The sixth chapter called “The Description of Foulness as a Meditation Subject” in the Treatise on the Development of Concentration in the Path of Purification composed for the purpose of gladdening good people.

  1. It is not possible to render such associative and alliterative derivations of meaning into English. They have nothing to do with the historical development of words, and their purpose is purely mnemonic.
  2. Apavārita—“opened up”: not in PED.
  3. This does not imply what we, now, might suppose. See the description of “brain” in VIII.126 and especially VIII.136. What is meant is perhaps that he might get a cold or catarrh.
  4. Reference back to §19 requires sabhāvato upalakkhati rather than sabhāvato vavaṭṭhāpeti, but so the readings have it.
  5. Vaṇita—“inflated”: glossed by [ Vism-mhṭ ] with sūna (swollen). Not in PED in this sense.
  6. Vipphandana—“wrong kind of excitement”: [ Vism-mhṭ ] says here “Kilesa-paripphandanass’ eva nimittaṃ hotī ti attho (the meaning is, it becomes the sign for interference by (activity of) defilement” ( [ Vism-mhṭ ] 170). Phandati and vipphandati are both given only such meanings as “to throb, stir, twitch” and paripphandati is not in PED. For the sense of wrong (vi-) excitement (phandana) cf. IV.89 and XIV.132 and note. There seems to be an association of meaning between vipphāra, vyāpāra, vipphandana, īhaka, and paripphandana (perhaps also ābhoga) in the general senses of interestedness, activity, concern, interference, intervention, etc.
  7. The Harvard text has ugghāṭita, but [ Vism-mhṭ ] (p. 170) reads “ugghāṇitā (not in PED) pī-tī uddhumātakabhāvappattā pi sabbaso kuthita-sarīrā-pī-ti attho.”
  8. Udara-pariyosānaṃ uparisarīram” ( [ Vism-mhṭ ] 172). Pariyosāna here means “intensity” though normally it means “end”; but see PED pariyosita.

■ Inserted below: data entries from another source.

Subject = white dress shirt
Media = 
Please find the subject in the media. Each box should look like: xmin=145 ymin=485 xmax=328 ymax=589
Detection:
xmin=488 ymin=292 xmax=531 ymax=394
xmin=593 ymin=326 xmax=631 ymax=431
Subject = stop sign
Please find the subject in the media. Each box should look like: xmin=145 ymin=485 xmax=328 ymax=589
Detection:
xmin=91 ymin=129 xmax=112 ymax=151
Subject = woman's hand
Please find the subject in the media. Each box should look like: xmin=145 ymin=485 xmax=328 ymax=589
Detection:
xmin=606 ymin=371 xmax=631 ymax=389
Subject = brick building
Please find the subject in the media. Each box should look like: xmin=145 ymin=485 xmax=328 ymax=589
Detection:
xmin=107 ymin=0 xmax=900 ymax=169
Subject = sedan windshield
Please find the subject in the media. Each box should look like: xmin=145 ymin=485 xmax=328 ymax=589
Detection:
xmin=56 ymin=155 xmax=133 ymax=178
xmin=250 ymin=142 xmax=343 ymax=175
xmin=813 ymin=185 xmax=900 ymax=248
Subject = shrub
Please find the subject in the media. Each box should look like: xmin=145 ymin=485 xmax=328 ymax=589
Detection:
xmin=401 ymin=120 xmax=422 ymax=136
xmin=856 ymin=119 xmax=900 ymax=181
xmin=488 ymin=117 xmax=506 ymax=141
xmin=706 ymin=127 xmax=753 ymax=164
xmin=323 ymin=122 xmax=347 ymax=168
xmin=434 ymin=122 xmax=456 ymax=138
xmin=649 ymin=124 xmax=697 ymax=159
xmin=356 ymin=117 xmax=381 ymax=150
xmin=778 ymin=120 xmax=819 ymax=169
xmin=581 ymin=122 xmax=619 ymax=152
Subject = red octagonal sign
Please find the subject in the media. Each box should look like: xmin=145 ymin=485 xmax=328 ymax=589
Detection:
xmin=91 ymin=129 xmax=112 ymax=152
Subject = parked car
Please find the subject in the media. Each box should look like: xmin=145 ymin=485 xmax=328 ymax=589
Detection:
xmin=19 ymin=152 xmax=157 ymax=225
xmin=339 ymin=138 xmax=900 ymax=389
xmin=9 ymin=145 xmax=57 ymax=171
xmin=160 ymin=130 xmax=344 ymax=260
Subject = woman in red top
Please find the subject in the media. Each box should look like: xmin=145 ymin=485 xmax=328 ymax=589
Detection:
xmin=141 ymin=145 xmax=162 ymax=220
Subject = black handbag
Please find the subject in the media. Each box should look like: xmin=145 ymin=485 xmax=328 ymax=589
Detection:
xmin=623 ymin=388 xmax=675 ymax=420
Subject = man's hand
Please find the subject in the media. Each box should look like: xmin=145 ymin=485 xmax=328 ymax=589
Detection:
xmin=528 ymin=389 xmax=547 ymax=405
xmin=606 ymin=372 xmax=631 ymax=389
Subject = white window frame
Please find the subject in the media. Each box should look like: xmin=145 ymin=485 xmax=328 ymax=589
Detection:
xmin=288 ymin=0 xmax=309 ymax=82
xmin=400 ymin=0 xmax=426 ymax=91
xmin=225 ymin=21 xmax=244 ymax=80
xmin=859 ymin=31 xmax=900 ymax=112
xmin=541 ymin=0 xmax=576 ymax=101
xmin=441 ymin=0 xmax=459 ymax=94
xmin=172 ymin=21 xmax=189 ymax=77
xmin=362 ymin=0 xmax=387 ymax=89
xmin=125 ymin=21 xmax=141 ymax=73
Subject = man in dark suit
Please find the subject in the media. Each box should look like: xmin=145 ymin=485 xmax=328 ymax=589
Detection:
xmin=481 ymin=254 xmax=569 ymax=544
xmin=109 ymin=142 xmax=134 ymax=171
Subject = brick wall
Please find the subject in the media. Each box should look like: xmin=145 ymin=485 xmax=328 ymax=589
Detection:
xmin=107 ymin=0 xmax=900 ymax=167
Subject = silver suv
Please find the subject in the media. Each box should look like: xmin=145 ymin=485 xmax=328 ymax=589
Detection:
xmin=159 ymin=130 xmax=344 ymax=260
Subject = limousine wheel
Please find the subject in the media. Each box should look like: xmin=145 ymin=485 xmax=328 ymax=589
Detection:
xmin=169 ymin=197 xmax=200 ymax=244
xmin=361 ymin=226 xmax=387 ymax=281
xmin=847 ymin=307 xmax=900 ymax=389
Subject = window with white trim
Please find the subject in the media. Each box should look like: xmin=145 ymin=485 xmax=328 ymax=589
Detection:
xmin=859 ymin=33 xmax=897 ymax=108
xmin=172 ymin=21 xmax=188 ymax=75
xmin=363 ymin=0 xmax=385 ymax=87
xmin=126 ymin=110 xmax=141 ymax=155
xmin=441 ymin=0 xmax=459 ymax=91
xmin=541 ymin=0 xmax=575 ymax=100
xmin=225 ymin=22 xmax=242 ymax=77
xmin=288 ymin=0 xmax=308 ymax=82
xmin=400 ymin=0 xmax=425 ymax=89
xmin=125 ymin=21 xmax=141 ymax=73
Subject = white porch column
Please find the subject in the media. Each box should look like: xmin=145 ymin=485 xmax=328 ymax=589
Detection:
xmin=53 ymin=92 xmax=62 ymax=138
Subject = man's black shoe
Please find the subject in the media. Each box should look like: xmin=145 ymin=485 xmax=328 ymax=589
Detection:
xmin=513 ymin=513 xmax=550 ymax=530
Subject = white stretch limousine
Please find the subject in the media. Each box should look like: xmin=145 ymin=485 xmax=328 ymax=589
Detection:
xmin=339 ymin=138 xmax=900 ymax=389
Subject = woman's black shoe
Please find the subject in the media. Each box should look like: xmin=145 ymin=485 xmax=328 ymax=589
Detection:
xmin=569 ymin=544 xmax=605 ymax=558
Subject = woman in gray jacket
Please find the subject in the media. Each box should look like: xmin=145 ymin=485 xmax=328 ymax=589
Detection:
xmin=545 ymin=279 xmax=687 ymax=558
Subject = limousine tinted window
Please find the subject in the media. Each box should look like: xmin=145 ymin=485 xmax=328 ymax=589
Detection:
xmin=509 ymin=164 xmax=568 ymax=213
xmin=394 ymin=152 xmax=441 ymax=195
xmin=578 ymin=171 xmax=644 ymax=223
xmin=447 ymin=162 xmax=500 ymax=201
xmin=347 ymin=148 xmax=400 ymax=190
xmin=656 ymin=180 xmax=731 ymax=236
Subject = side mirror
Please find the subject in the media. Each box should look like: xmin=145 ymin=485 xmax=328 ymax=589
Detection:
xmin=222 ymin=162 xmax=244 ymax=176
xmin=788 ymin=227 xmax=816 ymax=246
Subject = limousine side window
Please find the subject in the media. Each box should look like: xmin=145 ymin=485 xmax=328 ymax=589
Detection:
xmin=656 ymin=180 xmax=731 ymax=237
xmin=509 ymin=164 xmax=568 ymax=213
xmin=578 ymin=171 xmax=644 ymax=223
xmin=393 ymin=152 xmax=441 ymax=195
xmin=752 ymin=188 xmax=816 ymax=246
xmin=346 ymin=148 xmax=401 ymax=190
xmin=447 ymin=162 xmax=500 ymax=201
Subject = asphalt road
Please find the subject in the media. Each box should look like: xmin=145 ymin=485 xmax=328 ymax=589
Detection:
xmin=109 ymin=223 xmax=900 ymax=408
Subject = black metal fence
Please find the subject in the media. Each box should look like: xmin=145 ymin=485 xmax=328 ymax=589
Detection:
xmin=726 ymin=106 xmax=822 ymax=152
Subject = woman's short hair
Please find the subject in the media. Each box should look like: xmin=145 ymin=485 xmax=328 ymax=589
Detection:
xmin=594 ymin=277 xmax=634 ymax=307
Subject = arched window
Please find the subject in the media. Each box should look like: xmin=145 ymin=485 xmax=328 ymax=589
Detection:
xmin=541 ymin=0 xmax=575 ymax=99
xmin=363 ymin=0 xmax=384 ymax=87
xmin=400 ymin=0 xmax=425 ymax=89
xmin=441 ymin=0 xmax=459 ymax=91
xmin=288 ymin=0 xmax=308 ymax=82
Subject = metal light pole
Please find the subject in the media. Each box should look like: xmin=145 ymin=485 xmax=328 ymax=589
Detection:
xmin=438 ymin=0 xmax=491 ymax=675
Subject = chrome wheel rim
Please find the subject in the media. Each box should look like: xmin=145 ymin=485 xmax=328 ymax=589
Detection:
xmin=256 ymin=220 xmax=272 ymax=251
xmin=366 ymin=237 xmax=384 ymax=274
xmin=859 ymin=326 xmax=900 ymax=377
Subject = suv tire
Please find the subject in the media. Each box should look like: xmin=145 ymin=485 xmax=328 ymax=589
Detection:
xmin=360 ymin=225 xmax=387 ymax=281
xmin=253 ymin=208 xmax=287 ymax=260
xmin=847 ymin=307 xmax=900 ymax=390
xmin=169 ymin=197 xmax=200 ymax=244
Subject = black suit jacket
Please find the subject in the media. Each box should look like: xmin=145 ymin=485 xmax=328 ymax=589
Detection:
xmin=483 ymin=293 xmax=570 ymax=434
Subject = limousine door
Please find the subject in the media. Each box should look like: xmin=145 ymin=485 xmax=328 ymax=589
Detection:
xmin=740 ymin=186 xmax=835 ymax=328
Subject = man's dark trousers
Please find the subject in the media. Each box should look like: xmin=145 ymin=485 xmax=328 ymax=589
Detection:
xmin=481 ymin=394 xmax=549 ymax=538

  9. There is no sense of ajjhottharati given in PED that fits here. Cf. I.56.
  10. Reading ekaṃsena (surely) with Harvard text rather than ekadesena (partly).
  11. “He would come to handle it without disgust as a corpse-burner would” ( [ Vism-mhṭ ] 176).
  12. Reading manussa with Sinhalese ed.
  13. Aparisaṇṭhita—“turbulent.” Parisaṇṭhāti (to quiet) is not in PED. Aparisaṇṭhita is not in CPD.